Legislation and regulation can help or hinder new climate technology. For instance, the U.S.’s Inflation Reduction Act of 2022 introduced at least $370 billion in support for of EVs, solar systems, carbon capture, and green energy and more. Meanwhile, U.S. food regulators have yet to greenlight the sale of cell-cultured meats (Singapore did so in December 2020, while Japan was the first to legalize a “CRISPR tomato” in 2021). Unresolved and unstable policies can make it difficult (or expensive) for startups to secure financing. Thus, emerging climate technologies depend to some extent on support from policymakers. But to what extent can climate tech startups and investors shape policy? And how?
The SOSV Climate Tech Summit (Oct. 25-26) gathered a panel of policy specialists to address these questions. You can watch their discussion in the video below.
X, Alphabet’s moonshot factory, counts on Director of Public Policy Sarah Hunter to guide its entrepreneurs through the political implications of their projects. X ventures like Dandelion, a geothermal energy company (speaking on our geothermal panel), and Wing, a low-carbon drone delivery service, certainly raise policy questions.
Robin Millican, Director of U.S. Policy and Advocacy at Bill Gates’s Breakthrough Energy, leads perhaps the largest policy team associated with a climate tech fund. She focuses on advancing policy priorities related to electricity, transportation, manufacturing, buildings, and agriculture.
Jesse Jenkins, a Princeton professor and engineer, heads the Princeton ZERO Lab and REPEAT Project, which are known for their timely analyses of new climate policy. Jesse regularly provides technical analysis and policy advice for nonprofits, policymakers, investors, and early-stage climate tech ventures.
The panel was moderated by Danny Crichton, former Managing Editor at TechCrunch and now Head of Editorial at deep tech VC Lux Capital.
How are these policy specialists creating opportunities for climate technology? What strategies have worked, and what policy battles are coming up next?
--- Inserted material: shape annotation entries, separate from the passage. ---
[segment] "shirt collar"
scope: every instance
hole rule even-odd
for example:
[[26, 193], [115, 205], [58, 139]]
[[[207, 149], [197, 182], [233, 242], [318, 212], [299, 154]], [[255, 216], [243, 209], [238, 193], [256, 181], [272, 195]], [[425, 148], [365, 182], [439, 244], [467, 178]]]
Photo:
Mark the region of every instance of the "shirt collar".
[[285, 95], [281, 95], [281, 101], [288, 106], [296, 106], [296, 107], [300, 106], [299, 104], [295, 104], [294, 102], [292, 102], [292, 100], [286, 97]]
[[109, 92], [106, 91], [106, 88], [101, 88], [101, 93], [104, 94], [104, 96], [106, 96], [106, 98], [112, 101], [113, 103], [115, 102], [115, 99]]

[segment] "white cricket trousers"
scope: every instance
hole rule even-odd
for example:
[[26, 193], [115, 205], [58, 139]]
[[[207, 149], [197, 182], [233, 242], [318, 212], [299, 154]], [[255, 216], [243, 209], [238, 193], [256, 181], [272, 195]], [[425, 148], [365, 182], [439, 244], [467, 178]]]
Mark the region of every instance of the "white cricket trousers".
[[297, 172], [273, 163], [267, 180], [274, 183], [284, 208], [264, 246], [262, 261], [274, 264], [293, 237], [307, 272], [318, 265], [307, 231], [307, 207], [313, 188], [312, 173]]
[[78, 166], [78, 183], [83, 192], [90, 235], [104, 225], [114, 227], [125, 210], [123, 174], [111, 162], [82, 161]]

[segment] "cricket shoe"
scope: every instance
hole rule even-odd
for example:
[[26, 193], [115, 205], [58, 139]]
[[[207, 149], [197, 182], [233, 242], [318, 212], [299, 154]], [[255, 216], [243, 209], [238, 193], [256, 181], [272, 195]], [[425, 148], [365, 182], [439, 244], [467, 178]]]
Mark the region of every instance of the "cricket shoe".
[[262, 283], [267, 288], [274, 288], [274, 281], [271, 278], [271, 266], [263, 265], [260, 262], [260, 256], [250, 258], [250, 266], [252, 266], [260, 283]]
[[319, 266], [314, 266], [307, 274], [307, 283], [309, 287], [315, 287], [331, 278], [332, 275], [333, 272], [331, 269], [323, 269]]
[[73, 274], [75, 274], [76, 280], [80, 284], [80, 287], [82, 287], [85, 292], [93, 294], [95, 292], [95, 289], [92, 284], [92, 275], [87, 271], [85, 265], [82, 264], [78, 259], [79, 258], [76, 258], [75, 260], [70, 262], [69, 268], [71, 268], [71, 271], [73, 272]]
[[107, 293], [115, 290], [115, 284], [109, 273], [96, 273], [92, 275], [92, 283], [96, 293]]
Also check out the sessions with the Department of Energy’s Jigar Shah and Minister Grace Fu of Singapore to go deeper into climate tech policy.
The Speakers
Sarah Hunter
Sarah is the Director of Global Public Policy at X (formerly Google X) where she helps engineers, scientists and entrepreneurs invent and launch new technologies to solve big problems in the world today. Before joining Google, Sarah was Prime Minister Tony Blair’s Senior Policy Adviser on Culture, Media and Sport in Downing Street. She is a Trustee of NESTA and a part time lecturer at Stanford University in California.
Robin Millican
Robin Millican is Director of U.S. Policy and Advocacy at Breakthrough Energy, a network of entities and initiatives founded by Bill Gates linked by a common commitment to scale the technologies we need to achieve a path to net zero emissions by 2050. Robin leads the organization’s federal policy and advocacy strategies to accelerate the development and diffusion of clean energy technologies as well as enabling infrastructure.
Jesse D. Jenkins
Jesse D. Jenkins is an assistant professor and macro-scale energy systems engineer at Princeton University. He leads the Princeton ZERO Lab (Zero-carbon Energy systems Research and Optimization Laboratory) and the REPEAT Project (repeatproject.org), which provide regular, timely, and independent environmental and economic evaluation of federal energy and climate policies as they’re proposed and enacted.
Danny Crichton
Danny Crichton analyzes technology and power as head of editorial at Lux Capital, a VC firm investing in emerging science and technology ventures. Previously, he was managing editor at TechCrunch as well as a foreign correspondent based in Seoul, South Korea. He’s been a venture capitalist with General Catalyst in Palo Alto and Charles River Ventures in Boston and New York.